Tomuś, jak mnie słyszysz zrób mi promo na wizji
Please, cheese, pyk, zdjęciówa
A potem za plecami wyzywali się do pizd
Chillówa, dla mamusi [?] na wachę
Ale ja w tym wszystkim jak pisk na wizji
Ten bit Shoguna dla producentów hiphopowych papek
Trochę hipster ze słabością do bagna, więc
Chcieli wyrwać chwasta, za ten Łajz Lajf
Bo nawet garniak wyglądał im na rapsa zbyt
Zbyt, zbyt, zbyt to ja mam dziś z nich
Jak patrzę na to po latach
Wiesz, Ty zły możesz być też
Ale gdy role się odwrócą, będzie twoja strata, bang!

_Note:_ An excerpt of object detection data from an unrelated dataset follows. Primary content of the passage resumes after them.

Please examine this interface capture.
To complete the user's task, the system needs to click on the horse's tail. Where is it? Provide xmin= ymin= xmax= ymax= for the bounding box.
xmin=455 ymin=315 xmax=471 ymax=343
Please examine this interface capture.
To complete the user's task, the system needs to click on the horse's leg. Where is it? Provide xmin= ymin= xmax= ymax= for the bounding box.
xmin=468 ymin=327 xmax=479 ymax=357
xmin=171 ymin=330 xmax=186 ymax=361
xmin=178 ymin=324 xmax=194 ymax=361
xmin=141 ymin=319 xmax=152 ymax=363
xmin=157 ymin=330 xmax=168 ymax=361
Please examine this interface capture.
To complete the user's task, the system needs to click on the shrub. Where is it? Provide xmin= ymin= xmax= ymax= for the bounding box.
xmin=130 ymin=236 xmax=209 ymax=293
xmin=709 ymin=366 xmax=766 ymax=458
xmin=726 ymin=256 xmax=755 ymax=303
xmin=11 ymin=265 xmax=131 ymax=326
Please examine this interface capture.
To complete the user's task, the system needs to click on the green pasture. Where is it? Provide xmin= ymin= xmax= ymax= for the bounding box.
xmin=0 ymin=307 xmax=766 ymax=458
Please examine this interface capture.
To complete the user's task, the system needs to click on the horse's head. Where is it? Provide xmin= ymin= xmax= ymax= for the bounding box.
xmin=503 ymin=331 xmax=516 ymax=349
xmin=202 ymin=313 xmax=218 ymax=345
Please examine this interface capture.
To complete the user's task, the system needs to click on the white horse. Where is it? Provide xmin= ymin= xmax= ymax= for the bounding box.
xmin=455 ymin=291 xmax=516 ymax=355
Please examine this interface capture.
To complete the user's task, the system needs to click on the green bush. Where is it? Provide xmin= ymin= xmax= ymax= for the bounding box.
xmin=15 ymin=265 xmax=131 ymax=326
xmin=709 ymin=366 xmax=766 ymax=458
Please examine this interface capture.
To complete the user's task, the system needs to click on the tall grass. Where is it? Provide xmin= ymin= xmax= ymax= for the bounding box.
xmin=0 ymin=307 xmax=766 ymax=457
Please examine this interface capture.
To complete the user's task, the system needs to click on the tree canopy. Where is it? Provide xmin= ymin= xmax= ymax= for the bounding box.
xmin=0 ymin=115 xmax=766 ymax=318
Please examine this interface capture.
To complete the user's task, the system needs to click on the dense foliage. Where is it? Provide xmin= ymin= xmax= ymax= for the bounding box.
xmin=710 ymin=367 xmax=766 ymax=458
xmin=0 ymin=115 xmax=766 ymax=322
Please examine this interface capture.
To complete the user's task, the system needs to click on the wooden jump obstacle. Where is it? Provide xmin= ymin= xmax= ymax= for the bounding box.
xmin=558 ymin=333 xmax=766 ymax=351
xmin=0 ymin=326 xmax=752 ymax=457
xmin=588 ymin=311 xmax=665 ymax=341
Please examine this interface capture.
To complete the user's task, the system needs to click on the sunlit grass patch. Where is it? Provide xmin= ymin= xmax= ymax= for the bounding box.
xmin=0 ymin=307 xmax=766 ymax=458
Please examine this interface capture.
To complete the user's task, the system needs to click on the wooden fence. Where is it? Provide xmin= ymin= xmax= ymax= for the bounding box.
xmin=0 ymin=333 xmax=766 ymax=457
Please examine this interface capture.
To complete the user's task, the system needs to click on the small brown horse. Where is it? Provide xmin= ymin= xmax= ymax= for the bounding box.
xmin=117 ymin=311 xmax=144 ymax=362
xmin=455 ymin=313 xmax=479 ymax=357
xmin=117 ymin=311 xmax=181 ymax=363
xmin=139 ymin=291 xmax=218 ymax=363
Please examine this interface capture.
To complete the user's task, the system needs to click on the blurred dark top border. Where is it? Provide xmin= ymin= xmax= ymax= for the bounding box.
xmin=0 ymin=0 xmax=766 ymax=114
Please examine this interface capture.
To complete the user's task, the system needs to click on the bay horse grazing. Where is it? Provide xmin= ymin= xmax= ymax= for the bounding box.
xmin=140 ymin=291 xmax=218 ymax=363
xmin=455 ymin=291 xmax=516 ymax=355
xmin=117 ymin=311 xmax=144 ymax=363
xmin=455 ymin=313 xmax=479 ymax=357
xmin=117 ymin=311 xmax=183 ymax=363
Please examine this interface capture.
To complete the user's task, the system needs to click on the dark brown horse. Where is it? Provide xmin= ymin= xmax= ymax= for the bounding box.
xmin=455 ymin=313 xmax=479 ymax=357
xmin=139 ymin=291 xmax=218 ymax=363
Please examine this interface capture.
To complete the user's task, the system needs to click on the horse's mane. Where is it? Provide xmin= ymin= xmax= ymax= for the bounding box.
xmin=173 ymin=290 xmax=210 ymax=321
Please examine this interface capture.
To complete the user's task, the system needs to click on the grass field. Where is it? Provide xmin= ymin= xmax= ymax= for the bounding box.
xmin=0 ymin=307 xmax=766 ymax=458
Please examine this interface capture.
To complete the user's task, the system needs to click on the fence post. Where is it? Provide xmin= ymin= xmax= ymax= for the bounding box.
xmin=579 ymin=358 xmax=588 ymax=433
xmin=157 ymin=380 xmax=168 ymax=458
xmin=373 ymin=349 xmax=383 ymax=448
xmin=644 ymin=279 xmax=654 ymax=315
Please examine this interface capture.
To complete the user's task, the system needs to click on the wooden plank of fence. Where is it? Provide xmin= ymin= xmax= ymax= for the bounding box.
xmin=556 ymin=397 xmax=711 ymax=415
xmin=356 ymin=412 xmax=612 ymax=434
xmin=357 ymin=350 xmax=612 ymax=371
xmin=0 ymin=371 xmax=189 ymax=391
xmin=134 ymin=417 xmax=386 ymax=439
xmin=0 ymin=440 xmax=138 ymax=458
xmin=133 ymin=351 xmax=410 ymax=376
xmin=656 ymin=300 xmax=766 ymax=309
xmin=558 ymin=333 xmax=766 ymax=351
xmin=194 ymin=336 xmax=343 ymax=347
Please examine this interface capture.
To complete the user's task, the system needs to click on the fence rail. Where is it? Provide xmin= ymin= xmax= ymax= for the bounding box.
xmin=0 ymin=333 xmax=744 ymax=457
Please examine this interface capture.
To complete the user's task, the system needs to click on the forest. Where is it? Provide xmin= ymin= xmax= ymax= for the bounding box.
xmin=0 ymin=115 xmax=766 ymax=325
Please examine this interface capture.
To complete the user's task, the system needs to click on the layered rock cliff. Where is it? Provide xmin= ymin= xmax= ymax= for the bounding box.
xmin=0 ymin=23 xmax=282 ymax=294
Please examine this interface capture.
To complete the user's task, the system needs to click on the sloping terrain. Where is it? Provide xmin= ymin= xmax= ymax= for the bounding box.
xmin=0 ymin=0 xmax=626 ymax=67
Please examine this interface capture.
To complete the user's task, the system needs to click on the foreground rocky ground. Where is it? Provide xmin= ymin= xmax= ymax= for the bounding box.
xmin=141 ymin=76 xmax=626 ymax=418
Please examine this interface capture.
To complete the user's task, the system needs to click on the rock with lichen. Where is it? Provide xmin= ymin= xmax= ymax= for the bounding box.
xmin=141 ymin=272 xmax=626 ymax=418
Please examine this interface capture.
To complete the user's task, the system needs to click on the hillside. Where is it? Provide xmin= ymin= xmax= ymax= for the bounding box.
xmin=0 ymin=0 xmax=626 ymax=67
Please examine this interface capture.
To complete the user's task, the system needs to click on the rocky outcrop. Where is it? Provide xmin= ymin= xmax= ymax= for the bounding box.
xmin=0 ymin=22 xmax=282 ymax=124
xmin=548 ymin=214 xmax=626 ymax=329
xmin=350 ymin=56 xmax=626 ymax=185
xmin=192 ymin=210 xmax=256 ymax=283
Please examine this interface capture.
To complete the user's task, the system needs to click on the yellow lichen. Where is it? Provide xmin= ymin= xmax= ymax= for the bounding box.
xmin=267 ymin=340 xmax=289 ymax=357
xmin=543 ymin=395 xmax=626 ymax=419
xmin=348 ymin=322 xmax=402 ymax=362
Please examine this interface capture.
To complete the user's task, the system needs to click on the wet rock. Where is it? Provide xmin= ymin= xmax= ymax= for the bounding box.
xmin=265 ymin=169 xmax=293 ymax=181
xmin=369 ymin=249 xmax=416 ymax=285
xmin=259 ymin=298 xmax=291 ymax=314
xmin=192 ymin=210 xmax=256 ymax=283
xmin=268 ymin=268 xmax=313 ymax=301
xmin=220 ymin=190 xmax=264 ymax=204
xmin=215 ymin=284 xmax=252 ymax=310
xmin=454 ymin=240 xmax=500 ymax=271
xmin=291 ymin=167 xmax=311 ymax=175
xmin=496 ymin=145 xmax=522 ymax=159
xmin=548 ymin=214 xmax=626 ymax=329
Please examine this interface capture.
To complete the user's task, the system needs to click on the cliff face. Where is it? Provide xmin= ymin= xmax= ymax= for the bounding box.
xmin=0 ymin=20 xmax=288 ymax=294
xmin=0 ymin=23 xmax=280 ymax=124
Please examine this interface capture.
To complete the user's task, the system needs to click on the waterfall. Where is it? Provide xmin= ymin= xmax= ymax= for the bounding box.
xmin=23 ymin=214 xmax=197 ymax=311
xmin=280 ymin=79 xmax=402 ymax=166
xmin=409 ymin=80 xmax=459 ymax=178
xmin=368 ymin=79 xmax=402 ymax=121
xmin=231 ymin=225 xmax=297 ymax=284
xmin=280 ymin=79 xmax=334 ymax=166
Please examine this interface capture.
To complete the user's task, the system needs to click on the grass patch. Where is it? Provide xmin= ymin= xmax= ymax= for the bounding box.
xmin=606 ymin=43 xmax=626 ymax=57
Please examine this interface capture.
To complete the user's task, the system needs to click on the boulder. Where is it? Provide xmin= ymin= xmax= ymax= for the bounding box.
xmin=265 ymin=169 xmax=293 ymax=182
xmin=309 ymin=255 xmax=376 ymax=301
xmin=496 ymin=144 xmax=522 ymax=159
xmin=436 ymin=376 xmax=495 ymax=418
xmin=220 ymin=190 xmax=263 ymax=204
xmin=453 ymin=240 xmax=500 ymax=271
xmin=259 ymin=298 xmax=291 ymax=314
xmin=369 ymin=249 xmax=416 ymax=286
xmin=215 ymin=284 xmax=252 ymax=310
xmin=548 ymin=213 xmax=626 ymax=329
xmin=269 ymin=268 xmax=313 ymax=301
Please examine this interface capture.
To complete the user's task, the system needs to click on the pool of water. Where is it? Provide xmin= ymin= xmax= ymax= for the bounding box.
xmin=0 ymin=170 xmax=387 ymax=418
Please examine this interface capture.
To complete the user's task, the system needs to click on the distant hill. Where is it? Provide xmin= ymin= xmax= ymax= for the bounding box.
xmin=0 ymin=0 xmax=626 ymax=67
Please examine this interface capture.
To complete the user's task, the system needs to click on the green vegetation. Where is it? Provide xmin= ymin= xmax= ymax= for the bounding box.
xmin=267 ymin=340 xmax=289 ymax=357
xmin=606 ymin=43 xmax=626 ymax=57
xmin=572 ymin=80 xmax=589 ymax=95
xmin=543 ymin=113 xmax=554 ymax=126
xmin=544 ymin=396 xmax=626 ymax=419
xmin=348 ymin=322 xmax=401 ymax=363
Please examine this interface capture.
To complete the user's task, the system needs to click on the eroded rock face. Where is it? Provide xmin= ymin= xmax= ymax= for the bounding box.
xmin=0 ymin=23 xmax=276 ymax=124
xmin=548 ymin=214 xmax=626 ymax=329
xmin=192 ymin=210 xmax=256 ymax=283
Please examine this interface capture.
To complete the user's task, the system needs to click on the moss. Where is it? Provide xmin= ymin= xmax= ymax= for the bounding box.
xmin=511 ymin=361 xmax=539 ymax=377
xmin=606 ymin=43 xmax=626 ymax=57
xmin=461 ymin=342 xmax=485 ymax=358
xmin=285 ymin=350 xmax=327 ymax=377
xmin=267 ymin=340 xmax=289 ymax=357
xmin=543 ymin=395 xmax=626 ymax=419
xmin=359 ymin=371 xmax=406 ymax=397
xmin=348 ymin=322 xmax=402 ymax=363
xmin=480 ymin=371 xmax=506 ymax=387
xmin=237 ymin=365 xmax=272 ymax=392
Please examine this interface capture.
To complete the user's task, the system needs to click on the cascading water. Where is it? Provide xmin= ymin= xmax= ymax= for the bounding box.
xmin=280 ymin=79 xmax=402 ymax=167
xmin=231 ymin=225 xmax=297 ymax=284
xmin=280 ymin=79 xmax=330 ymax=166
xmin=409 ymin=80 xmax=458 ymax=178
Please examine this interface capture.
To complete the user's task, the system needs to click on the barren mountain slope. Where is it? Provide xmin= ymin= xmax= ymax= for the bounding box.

[Refren: Ten Typ Mes, Gruby Józek, Kuba Knap]

[Zwrotka 3: Hade]
Frunę z moim wydawcą, jego czarną betą i słucham
Rapu wczuty na maxa, jak Tupac Shakur
Stajemy na światłach i liczę swoich wrogów
Ale nie widzę wycelowanych 9, czuję spokój
Mamy nowy rok, wieziemy nowy sort do tłoczni
Wciąż nie mam floty i coś mi mówi wciąż dorośnij
A wiozę do Ciebie te nowe numery o które mnie pytasz ciągle
I miło by było zobaczyć zmianę statusu kwitu na koncie
Gramy na chwyty dowolne, nie ma tu fair-play gry
Ty nie wiesz o czym mówię to kup VIP'a na backstage, przyjdź
Raz, zobaczysz na czym gra stoi
Zakład, że w jedną noc zwątpisz w swoich idoli?
Nie mam mowy, żeby mi też to weszło (Ty)
Weź koleżko, swoje te dupolizne zapędy i precz stąd prędko
Tacy jak Ty się nie zmienią
To efekt robienia młodych wilków ze ślepych szczeniąt, suko
[Outro: Gruby Józek]
Suki...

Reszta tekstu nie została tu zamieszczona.